Common parameters tuned include:

  • min_cluster_size: minimum samples to form a cluster
  • min_samples: how conservative the algorithm is with labeling core points

5. Keyword Extraction

To interpret clusters:

  • TF-IDF highlights high-frequency, low-global-frequency terms.
  • KeyBERT identifies phrases semantically close to the cluster embedding centroid.
  • Keywords from both methods are merged to provide both statistical and semantic anchors.

These keywords also prime the LLM to better understand each cluster’s context during summarization.


6. Summarization Pipeline

A prompt is constructed for each cluster using:

  1. Top Keywords (from TF-IDF + KeyBERT)
  2. Representative Samples (30 texts per cluster)
    • Selected using a hybrid strategy:
      • Highest keyword density
      • Longest and shortest entries
      • Random sampling for diversity

These elements are formatted into a bullet-point prompt to avoid “wall of text” issues and ensure clarity for the LLM.

Output Fields per Cluster:

Field Description
summary LLM-generated cluster summary
sample_ids IDs of representative entries
cluster_size Total number of entries in the cluster
tfidf_keywords Top statistical keywords
keybert_keywords Top semantic phrases

7. Evaluation & Tuning

To ensure meaningful clustering, we evaluate the output using both qualitative and quantitative metrics:

  • Silhouette Score: Measures cohesion and separation of clusters. Higher scores indicate better-defined clusters.
  • Number of Clusters: Helps track how granular or coarse the clustering is.
  • Outlier Percentage: Monitors the proportion of data points classified as noise.
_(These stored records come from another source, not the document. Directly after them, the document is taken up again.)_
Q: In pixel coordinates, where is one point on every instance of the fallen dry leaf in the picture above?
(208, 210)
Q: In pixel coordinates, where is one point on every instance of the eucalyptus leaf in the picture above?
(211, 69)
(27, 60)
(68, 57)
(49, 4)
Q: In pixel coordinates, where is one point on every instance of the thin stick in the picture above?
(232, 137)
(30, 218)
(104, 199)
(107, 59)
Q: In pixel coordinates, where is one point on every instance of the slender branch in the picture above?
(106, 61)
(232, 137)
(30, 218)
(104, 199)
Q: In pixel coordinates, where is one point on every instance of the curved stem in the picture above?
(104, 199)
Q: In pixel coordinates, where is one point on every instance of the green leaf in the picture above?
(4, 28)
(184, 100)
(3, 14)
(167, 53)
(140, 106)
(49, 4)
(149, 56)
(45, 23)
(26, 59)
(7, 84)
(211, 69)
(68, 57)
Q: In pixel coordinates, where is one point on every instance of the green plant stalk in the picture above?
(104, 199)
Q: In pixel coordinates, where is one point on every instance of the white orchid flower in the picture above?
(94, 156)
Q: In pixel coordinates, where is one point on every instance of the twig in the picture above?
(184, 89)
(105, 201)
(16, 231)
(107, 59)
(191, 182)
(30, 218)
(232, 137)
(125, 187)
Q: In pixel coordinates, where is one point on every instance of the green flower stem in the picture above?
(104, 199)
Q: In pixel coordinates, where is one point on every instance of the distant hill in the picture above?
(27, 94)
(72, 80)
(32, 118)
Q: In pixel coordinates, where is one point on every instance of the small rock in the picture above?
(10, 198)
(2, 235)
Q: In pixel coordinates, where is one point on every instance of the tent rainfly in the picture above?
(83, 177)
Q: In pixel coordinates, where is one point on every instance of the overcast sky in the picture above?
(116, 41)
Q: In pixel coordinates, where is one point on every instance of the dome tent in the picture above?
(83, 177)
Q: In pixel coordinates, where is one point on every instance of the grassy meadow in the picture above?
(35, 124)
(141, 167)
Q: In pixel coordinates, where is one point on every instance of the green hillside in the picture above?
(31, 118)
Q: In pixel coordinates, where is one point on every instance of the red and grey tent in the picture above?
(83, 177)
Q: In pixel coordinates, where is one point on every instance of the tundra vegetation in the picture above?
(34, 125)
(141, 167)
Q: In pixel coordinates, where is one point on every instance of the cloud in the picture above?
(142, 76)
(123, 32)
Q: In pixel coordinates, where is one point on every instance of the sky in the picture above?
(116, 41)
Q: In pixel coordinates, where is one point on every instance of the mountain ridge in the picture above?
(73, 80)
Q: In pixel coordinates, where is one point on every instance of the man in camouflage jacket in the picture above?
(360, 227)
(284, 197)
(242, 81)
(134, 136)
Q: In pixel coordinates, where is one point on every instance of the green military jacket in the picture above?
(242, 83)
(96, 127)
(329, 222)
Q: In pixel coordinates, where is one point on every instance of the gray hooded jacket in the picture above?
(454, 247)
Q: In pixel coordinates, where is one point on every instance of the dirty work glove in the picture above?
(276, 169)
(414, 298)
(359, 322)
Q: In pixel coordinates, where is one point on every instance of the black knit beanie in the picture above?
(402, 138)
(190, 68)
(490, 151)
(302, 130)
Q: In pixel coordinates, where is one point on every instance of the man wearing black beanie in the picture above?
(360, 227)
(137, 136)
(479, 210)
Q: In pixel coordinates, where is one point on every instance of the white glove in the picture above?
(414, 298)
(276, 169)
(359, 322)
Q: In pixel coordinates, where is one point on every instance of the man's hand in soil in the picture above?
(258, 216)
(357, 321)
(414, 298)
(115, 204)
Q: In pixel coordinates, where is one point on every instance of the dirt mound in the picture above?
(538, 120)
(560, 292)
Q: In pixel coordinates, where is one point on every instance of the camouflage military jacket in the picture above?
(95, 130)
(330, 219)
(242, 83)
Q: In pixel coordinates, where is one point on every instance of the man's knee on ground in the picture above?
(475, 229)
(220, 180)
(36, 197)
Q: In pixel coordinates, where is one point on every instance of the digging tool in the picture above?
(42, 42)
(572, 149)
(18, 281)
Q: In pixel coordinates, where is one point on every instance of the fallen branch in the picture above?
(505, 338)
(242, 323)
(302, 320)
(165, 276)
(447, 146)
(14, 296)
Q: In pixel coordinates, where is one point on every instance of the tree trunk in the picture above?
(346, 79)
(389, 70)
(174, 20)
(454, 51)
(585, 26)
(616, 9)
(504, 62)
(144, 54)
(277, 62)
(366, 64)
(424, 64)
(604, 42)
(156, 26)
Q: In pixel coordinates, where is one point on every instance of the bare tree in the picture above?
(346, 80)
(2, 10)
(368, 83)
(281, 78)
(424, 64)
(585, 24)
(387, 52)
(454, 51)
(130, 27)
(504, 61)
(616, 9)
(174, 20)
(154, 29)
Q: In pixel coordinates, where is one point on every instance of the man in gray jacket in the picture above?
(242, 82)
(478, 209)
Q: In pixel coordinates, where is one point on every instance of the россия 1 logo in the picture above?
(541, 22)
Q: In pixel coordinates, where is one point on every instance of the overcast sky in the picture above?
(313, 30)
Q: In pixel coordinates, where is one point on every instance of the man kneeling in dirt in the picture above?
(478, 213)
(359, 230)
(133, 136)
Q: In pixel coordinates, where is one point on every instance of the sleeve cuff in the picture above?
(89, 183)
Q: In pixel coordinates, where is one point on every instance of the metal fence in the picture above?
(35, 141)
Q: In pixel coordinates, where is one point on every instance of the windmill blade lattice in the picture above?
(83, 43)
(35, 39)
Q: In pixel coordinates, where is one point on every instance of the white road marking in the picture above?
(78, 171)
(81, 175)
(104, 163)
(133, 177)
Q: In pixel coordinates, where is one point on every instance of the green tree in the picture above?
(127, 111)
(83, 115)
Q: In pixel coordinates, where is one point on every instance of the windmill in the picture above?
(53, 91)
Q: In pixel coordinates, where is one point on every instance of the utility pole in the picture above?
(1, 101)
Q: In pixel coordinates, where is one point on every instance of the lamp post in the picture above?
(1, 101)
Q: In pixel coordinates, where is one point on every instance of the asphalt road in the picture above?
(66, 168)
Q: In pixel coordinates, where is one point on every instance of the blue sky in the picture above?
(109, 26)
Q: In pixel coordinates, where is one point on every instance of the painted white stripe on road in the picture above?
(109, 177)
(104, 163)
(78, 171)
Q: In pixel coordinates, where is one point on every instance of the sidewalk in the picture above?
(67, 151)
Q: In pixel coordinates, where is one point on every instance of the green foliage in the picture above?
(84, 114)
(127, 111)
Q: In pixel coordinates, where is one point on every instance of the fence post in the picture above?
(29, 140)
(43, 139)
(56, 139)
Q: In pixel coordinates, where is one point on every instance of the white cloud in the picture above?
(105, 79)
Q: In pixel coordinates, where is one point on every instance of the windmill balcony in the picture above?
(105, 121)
A grid search is used to iterate over combinations of n_neighbors, min_cluster_size, and min_samples, optimizing for silhouette score and interpretability.

Example log output:

n_clusters=12, silhouette=0.45, outlier_pct=12%

💡 In production settings, text embeddings are often high-dimensional and noisy. A silhouette score between 0.30–0.50 can still yield highly useful results when paired with meaningful summaries and cluster interpretation.


8. Visualization

To validate the quality of clustering and understand the data structure, we project the embedding vectors into 2D space using UMAP for visualization. Each point represents a text entry, and colors correspond to cluster assignments.

import umap
import matplotlib.pyplot as plt

umap_2d = umap.UMAP(n_components=2).fit_transform(embeddings)
plt.scatter(umap_2d[:, 0], umap_2d[:, 1], c=labels, cmap='Spectral', s=5)
plt.title("UMAP 2D Projection of Text Clusters")
plt.xlabel("UMAP-1")
plt.ylabel("UMAP-2")
plt.colorbar()
plt.show()

This plot helps assess whether clusters are well-separated and how many points were labeled as noise (outliers).


9. Output Schema

Each cluster produces a structured summary output with the following fields:

Field Description
summary Abstract generated using LLM
sample_ids IDs of representative samples
cluster_size Number of entries in the cluster
tfidf_keywords Top keywords extracted via TF-IDF
keybert_keywords Top phrases from KeyBERT

These results can be consumed by downstream pipelines, integrated into dashboards, or exported for reporting.


10. Future Extensions

This system is modular and extensible. Possible future improvements include:

  • Topic Labeling: Auto-generate descriptive titles for each cluster using rules or LLMs.
  • Multilingual Support: Incorporate models like distiluse-base-multilingual to support non-English datasets.
  • Feedback Loop: Allow human reviewers to accept, reject, or refine summaries and feed corrections back into the pipeline.
  • Time-Based Drift Detection: Compare clustering results over time to detect shifting trends or emerging issues.

11. Conclusion

The Cluster-Based Summarization System demonstrates a practical and scalable approach to understanding large-scale unstructured text data. By combining unsupervised clustering with LLM-powered summarization, it helps teams identify patterns, failure modes, or customer concerns efficiently.

Its design emphasizes:

  • Interpretability via keywords and summaries
  • Scalability via vectorization and density-based clustering
  • Flexibility with customizable prompts and modular stages

This solution is production-ready and adaptable across domains like customer service, product feedback, and internal QA.